Following is an excerpt:

In my recent attempt at spring cleaning, I mentioned that “the Copyright Office’s ‘refusal to register a two-dimensional artwork claim in the work titled ‘A Recent Entrance to Paradise’ (‘Work’).” I also observed that “[e]ven with Roombas and Creativity Machines doing their jobs well, these issues remain a little messy and will need to be considered further.” I just thought I would have a little longer respite.

But that is not the case because the party denied registration, Dr. Stephen Thaler, filed suit on June 2, 2022, challenging that denial. So, we are right back to confronting the muddled questions around what makes something copyrightable, arising now in the context of a contested case concerning a:

copyright application [that] identified the “author” of the Work as the “Creativity Machine,” and Steven Thaler was listed as the owner of that machine who “was ‘seeking to register this computer-generated work as a work-for-hire to the owner of the Creativity Machine.’” The application was rejected because it “lacks the human authorship necessary to support a copyright claim,” and Thaler appealed that rejection to the Review Board of the United States Copyright Office (“Board”). In a recent, seven-page, single-spaced ruling, the Board affirmed that rejection, finding that “the nexus between the human mind and creative expression” remains “a prerequisite for copyright protection.”

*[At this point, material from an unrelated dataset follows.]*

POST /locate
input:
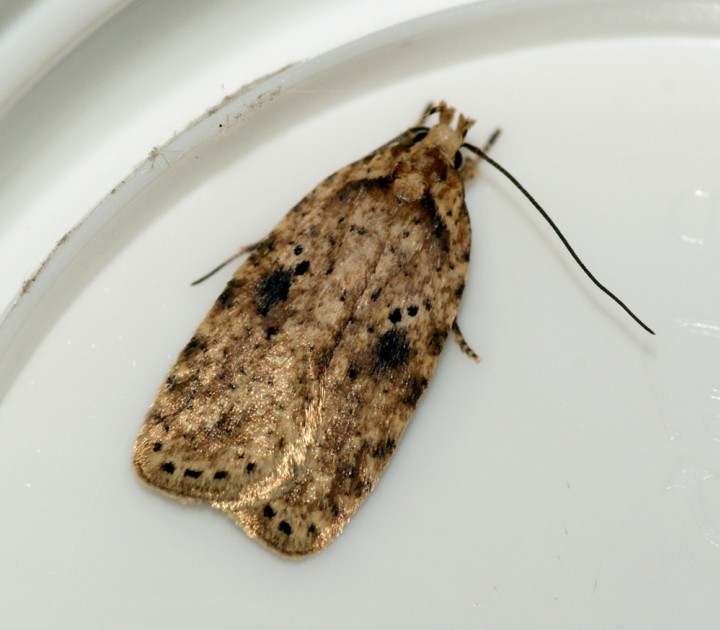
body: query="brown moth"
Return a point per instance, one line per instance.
(287, 403)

[Flynn, Spring Cleaning: Decluttering From Recent Intellectual Property Detritus & Dusting Off Old Posts]

To address this question, let us first look at what Thaler is contending.

At its base, Thaler argues that he owns the copyright in the Work, but a computer was the author of the Work. Thaler’s complaint admits that he developed the advanced artificial intelligence system that generated the work in question. Complaint, par. 1 [As an aside, the Work at issue is entitled “A Recent Entrance to Paradise,” which sounds a bit like an AI-generated title to replace Stairway to Heaven, which has also appeared in these posts before. Of course, it isn’t clear if Thaler’s AI program generated just the Work, or the title as well]. But, despite initiating the creative process, Thaler pleads that the AI system itself “generat[es] creative output … under conditions in which no natural person contributed to the work,” and that the work in question here was “[c]reated autonomously by machine,” “lacked traditional human authorship,” and that “AI can autonomously create works…”  Complaint, par. 1, 14, 17, 20, 36. Thus, as expressed in one reading of this post’s title, Thaler argues that the artist that created the Work in question is the recently developed (read “young”) code from which the work sprang.